If you view the source of the pages, you’ll see something like this at the end:

<!-- BEGIN_FILERECOVERY
chunks = 4
filename = xor.o
recover = 2
orig_size = 1105
block_size = 554
block_num = 3

fY/xaGQn0V5MOOpLnM1WIsIUMirrVBQ2XNhidvc5yjL9tEyKTmNjNPjcrJzcPWvs INxxHl1Gt5lKQAYoNi1DXOhFI5ExBm15Nxx1T/hFCwVvsyaHsQQdd3lcqWJl+WTw BTlkiI8yWcPPoy38dqgTVnc4aSNd+0YQWW0bDl67/6XTnych3rSXn5YEYhVMU2eS LCR/0N4pAhKgeMb7SXtdJNQ6WykqDXYJAjtTOIrT2CLaPNRdKbU/ydsvUSDenSt+

Etc…
END_FILERECOVERY -->
I placed these files in my public_html folder on April 19, and linked to them from my index.html page. Today I checked Google, MSN, Yahoo, and Ask to see if any of them were cached. Here’s the results:

Google – cached all three
MSN – cached 1 and 2
Yahoo – indexed 2 only (not available in their cache)
Ask – nada

To see if Google can handle any more, I have created 4 new files of 150, 200, 250, and 300 KB. Looks like 99 KB is too large for MSN. Yahoo’s cache is really inconsistent- maybe 2 is in there, maybe it’s not. Why didn’t they grab 1?

I’ll check back in a couple of weeks and see if anything else has been cached.

Update: 6/20/06

Google and MSN have cached all files that range up to 300 KB. Yahoo has only indexed the first 3 (none are cached), and Ask has nothing.

Now I'm going to create a 400 KB, 500 KB, and 1 MB file and see what happens.

Update: 2/21/07

The cache limits for the search engines appear to be the following: Google - 977 KB, Yahoo - 214 KB, and MSN - 1 MB. I still cannot tell for sure what Ask's limit is, but I ran an experiment where I found 984 KB cached for a document that was 1.6 MB. Google's limit has been confirmed by others.

Yahoo Site Explorer

I just discovered Yahoo’s Site Explorer which was apparently released in September 2005. The tool allows you to see which pages of a site are currently indexed by Yahoo and the inlinks to a particular page. For example, I can see that Yahoo currently has around 1400 URLs indexed from my ODU website, and there are 19 inlinks pointing to the Warrick page. There is an API for accessing the service so page scraping is unnecessary. Now if only we can get Google to provide a similar service!

Monday, May 01, 2006

shiri-maimon.org is hacked

This weekend I was contacted by a fan of Shiri Maimon, an Israeli pop singer, who wanted to reconstruct shiri-maimon.org. This site was hacked recently, and all the files were deleted. The webmaster placed this explanation on the website:
April 20, 2006

This website has been hacked by someone. They have deleted everything, and I have decided that the website will NOT be back online.
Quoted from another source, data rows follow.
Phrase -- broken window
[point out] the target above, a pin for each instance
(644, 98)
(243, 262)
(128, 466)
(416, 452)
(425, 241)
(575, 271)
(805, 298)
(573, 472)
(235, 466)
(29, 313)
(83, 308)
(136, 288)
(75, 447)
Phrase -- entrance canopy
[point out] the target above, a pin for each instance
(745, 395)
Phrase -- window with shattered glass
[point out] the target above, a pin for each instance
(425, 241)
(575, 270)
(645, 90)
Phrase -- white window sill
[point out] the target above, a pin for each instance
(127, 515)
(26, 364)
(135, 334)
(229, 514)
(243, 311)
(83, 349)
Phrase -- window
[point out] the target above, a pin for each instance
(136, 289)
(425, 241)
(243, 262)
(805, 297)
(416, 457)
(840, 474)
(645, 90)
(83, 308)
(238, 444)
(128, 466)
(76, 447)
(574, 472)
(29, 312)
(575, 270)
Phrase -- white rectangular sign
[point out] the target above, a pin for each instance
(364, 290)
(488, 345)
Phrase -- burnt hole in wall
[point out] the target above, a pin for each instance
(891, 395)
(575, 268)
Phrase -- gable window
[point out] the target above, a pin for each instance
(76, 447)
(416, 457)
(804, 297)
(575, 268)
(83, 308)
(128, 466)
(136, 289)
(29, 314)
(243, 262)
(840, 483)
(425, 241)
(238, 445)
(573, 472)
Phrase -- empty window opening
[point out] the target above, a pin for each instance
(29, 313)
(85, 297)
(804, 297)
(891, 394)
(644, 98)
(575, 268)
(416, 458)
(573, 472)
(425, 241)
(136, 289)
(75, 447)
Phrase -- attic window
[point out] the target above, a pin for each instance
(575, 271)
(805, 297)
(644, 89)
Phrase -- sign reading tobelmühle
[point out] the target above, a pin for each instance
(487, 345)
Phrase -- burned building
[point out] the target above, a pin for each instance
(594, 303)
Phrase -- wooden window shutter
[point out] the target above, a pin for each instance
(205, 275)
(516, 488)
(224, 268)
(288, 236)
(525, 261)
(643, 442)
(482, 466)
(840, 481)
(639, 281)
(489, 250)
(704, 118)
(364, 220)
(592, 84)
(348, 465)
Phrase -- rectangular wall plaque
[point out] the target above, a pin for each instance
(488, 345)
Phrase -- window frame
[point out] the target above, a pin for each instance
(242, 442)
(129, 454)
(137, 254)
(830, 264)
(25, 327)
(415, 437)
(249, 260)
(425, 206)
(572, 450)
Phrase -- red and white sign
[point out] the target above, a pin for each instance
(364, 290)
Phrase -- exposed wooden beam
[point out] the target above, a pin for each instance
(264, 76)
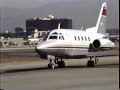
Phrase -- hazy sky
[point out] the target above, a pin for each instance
(26, 3)
(78, 10)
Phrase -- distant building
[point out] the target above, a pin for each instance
(48, 23)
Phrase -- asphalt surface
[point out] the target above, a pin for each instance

The reason for this is, that the people who did this, they hacked in just to delete everything. Which means, if I got everything back up and running - they could delete it the day after again. And I don't want to waste my time on that. Besides, the most important stuff, such as the forum, gallery and news is lost - and can't be restored. My host refuse to help me - even though they have the back-up files. So tomorrow I will cancel the domain. They say that they have the back-up files, but they can only re-upload everything if the files were lost during a server crash :-s They're practically writing to me, as if I deleted everything myself. They don't seem to get, that someone freakin' hacked the site! Like I would delete everything myself anyway :-s

You must all know by now, that I have spent endless hours - even weeks and months on this website. I'm very sorry to end the website I loved the most this way. It honestly breaks my heart. I feel really bad for both Shiri and the fans. I only tried to show my appreciation and wanted to spread the word about her. Apparently someone couldn't take that, and decided to ruin it for all of us. And they call themselves fans. Hah! Thanks a lot, whoever you are. I would like to thank all of you who kept visiting and coming back. It really meant a lot to me. Keep supporting Shiri out there ~ don't let the silence remain!

~ Camilla
I’m really surprised the hosting company would not recover the files for her. I’d let everyone know of my disappointment with the company. Looks like many of the pages are still in Google’s cache. I am glad Warrick will help get the site back.

It's becoming very apparent to me that third-party reconstruction is one of the primary things Warrick is useful for. If you don't personally own a backup, it's the only way you are going to get a site back.